Odile de Vasselot, who heard Charles de Gaulle’s World War II appeal to resist the Germans on a makeshift radio at the family château in south-central France and jumped in, first delivering mail and messages to the Resistance and later helping to escort Allied airmen across the Belgian front, died on April 21 in Paris. She was 103.
Her death, at a retirement home for nuns and priests, was announced by the Order of the Liberation, the organization that awarded her a medal established by General de Gaulle to honor heroes of the French Resistance.

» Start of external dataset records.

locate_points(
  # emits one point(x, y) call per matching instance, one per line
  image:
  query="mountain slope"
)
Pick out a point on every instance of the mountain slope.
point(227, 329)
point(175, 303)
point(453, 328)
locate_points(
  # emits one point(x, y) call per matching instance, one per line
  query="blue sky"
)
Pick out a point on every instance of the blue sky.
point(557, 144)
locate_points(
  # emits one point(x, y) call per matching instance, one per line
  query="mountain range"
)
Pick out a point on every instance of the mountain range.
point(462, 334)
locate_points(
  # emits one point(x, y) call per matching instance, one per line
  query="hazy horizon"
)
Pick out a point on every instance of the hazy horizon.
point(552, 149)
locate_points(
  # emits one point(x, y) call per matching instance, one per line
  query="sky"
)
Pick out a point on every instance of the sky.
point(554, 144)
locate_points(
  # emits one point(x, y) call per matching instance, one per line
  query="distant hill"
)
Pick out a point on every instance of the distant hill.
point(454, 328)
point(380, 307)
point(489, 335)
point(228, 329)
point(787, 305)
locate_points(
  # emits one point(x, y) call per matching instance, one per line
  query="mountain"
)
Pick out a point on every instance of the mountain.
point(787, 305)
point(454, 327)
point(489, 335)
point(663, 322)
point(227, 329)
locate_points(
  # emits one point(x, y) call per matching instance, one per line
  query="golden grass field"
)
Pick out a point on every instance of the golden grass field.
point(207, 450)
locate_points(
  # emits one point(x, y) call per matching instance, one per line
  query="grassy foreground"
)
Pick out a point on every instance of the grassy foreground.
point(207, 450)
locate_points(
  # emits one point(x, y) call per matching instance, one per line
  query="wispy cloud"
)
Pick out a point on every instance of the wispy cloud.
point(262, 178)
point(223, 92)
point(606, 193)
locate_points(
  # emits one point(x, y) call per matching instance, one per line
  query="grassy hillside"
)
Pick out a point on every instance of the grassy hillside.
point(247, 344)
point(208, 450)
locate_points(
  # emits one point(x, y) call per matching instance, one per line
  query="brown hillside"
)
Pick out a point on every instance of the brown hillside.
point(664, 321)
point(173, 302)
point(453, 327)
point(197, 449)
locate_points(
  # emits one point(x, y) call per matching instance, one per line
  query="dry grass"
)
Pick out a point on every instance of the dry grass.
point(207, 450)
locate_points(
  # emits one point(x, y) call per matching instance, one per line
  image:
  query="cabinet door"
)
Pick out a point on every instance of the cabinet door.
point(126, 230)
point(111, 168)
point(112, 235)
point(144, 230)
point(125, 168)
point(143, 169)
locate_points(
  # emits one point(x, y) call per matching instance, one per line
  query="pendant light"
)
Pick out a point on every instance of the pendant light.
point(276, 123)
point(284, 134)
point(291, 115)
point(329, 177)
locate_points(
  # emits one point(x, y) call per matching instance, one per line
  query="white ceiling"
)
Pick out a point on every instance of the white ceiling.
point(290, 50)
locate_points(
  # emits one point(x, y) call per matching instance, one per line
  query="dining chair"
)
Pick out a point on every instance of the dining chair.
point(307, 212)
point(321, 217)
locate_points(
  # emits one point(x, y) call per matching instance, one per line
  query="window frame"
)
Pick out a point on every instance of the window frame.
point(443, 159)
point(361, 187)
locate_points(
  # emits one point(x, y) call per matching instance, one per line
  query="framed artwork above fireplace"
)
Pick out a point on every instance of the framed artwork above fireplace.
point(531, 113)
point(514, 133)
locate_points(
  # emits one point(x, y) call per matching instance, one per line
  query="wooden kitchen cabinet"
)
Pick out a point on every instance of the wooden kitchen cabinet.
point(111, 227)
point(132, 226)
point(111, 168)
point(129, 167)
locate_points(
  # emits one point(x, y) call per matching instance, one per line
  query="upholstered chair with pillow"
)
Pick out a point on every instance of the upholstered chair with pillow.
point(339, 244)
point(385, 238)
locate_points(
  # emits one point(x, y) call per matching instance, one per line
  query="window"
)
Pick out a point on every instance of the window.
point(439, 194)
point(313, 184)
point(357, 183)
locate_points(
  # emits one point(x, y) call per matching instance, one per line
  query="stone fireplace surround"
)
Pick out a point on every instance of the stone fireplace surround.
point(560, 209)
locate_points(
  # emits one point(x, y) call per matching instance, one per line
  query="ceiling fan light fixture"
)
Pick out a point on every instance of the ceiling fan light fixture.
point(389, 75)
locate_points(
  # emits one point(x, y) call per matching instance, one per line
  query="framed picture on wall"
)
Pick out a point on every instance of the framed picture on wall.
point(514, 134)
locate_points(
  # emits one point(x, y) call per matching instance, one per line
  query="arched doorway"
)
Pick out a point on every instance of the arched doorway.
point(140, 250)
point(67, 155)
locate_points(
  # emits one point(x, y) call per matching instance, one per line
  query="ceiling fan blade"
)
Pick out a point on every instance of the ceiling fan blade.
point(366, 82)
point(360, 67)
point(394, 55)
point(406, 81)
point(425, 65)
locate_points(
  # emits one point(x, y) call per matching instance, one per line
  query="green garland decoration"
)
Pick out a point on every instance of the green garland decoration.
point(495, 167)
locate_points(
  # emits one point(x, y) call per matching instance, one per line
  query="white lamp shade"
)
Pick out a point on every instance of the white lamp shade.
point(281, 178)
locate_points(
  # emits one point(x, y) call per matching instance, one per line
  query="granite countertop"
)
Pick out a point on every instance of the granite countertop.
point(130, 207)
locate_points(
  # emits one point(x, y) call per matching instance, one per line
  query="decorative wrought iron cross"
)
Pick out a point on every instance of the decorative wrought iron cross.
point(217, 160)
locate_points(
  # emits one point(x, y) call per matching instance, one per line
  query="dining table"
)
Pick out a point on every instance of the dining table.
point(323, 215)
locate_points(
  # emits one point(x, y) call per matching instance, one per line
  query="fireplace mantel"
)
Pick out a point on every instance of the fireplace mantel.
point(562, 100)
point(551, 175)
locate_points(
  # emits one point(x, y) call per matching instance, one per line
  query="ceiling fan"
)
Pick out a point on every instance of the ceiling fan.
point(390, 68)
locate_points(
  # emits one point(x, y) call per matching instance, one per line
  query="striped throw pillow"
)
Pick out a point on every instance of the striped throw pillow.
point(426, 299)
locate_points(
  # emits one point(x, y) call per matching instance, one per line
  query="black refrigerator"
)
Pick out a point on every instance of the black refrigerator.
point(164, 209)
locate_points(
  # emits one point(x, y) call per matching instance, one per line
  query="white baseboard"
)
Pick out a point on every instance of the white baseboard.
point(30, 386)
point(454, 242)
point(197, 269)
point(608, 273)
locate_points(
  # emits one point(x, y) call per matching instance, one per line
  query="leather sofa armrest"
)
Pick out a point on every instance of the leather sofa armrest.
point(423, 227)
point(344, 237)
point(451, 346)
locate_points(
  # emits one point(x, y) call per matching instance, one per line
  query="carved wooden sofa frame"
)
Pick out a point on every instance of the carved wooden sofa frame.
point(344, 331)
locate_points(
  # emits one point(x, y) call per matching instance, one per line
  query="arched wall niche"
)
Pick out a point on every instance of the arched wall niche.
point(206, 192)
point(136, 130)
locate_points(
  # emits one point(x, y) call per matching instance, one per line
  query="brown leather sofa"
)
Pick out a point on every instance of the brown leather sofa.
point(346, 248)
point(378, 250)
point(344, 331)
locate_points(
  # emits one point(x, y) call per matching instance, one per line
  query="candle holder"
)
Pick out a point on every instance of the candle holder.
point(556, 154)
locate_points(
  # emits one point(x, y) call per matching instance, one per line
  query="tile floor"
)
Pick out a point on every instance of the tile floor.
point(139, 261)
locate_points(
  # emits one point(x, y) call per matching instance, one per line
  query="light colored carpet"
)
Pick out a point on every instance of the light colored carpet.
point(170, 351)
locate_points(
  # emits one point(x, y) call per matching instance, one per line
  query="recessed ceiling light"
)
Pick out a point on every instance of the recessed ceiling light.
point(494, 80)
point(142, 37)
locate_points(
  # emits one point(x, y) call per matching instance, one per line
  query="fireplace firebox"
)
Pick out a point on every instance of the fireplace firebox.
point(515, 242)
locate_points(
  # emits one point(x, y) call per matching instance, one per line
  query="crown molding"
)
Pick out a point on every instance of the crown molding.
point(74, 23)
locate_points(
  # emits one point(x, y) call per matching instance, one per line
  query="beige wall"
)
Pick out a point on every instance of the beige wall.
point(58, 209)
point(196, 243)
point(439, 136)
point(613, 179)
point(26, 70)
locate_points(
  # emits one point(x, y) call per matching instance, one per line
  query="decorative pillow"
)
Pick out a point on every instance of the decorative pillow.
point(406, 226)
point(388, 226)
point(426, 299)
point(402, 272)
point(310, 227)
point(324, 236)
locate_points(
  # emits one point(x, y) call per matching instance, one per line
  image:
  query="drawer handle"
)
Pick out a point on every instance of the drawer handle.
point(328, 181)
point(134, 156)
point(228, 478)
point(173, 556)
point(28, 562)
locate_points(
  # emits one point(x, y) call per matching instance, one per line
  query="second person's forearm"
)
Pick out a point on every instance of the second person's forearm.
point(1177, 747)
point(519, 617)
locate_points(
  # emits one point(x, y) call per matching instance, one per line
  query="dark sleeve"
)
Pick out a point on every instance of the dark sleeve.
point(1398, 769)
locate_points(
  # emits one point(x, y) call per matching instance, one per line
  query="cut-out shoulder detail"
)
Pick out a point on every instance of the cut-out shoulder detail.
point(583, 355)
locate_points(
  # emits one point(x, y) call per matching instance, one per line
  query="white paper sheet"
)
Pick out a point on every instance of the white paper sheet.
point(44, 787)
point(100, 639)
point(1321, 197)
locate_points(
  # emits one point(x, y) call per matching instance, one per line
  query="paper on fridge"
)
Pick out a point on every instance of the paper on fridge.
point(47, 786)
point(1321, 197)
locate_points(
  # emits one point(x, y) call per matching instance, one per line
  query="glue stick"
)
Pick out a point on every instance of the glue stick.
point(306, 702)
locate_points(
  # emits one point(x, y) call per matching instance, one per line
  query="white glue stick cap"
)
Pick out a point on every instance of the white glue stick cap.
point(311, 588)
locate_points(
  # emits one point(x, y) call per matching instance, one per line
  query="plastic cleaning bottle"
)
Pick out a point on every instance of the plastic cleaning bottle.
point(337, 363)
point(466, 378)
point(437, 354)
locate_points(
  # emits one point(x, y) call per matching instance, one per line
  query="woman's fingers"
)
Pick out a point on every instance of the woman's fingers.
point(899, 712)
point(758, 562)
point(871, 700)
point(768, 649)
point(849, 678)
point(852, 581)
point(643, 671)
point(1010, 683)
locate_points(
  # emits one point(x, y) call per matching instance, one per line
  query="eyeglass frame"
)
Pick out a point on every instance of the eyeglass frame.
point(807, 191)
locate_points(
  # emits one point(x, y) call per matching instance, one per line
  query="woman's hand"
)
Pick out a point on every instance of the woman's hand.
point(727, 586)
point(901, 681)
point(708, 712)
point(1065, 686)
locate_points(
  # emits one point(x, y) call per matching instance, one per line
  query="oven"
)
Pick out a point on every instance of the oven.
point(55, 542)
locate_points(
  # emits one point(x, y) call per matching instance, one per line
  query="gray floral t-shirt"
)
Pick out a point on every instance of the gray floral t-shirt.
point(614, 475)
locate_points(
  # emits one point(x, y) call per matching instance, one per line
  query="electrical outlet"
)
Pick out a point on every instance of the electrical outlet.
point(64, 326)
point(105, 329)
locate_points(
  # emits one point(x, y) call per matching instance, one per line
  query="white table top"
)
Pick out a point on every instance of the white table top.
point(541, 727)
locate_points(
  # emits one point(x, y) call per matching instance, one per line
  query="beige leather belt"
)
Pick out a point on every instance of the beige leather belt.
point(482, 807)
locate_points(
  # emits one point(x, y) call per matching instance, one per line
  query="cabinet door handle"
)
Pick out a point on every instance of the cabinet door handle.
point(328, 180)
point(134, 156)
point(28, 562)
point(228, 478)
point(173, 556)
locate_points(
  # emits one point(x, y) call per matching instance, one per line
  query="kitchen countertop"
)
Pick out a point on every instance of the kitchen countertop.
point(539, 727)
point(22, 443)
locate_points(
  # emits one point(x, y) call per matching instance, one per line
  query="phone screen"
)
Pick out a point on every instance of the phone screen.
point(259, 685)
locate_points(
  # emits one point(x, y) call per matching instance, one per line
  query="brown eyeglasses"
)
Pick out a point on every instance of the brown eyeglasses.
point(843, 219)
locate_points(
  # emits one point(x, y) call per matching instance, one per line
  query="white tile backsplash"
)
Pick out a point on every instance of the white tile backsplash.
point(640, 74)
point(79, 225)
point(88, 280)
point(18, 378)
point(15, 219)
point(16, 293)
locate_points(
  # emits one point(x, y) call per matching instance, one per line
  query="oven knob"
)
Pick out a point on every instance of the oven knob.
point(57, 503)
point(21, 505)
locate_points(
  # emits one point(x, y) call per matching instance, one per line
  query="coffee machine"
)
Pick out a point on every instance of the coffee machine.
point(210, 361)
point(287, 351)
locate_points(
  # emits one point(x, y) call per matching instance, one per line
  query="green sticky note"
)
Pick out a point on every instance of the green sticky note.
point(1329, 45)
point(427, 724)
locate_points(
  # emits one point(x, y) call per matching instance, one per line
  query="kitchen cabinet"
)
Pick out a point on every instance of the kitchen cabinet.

Ms. de Vasselot (pronounced de-VASS-euh-low) was one of thousands of young Frenchwomen and men who quietly went to war against the Germans invaders after the country’s defeat in 1940 during the Battle of France. She began modestly, chalking the Lorraine Cross, adopted by General de Gaulle as a symbol of the Resistance, on walls and tearing down the propaganda posters of the Germans and their French Vichy-regime confederates. By the war’s end, she was going on dangerous nocturnal missions.
“One had to do something,” she said in an interview many years later. “One never has the right to just sit there and do nothing.”
She recalled being incensed, as an 18-year-old, by the sight of the giant Nazi flags over the Rue de Rivoli in Paris: “It was unthinkable, with those huge banners flying with the swastika on them.”
At her death, President Emmanuel Macron of France saluted “a great lady who honorably answered all the appeals, throughout her life, and did so with a courage that can only edify us.”